Thursday, September 30, 2010

When Your Best Isn't Enough

I find this to be a recurrent destination in life, both as a person with TS+ and as the father of an Asperger's/Tourette's child.  All of us face it at one time or another.  For parents of "special" children, it seems to be one of life's "lap markers".  Rather than a "pit stop" where I refuel and go back to merrily racing around the track, it's a "toll booth" where my very soul is taxed. 

The tax I pay is my delusions.  Sounds reasonable enough, right?  We like to believe that we don't need those anyway.  Truth is, I like my delusions.  They keep me happily zooming down life's track.   "My best will someday be good enough."  "Important people in my life will eventually come around and value me for who I am."  "If I work hard enough, sacrifice enough, and give freely of myself, I can ensure that my kids will turn out ok."  I don't give these up easily. 

Unfortunately, none of these line up with reality.  When raising a special child, our best is completely insufficient.  The endless therapy sessions, countless hours of at home study, and fearsome medical expenses carry no guarantee.  If, in 43 years, "important people" haven't seen my value, probability says they won't.  Most people with whom I attempt to connect will eventually declare me "too much" and walk away.  All my beliefs in control and self-sufficiency are delusional and therefore not worth keeping.  My best will continue to be insufficient for most of life's biggest challenges.

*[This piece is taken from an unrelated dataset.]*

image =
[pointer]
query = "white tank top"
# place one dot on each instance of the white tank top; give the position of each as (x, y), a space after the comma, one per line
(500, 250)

Once my tax has been paid, I leave with a strange peace.  Having "said uncle" to the cruel face of reality, there is freedom in a fresh reminder that "fair" is a place with greasy food, rigged games, and rickety rides.  I consider myself blessed to be taxed regularly.  Many in life are allowed to keep their delusions until the tax bill is too great to bear.  I fear for them.  The bill always comes due.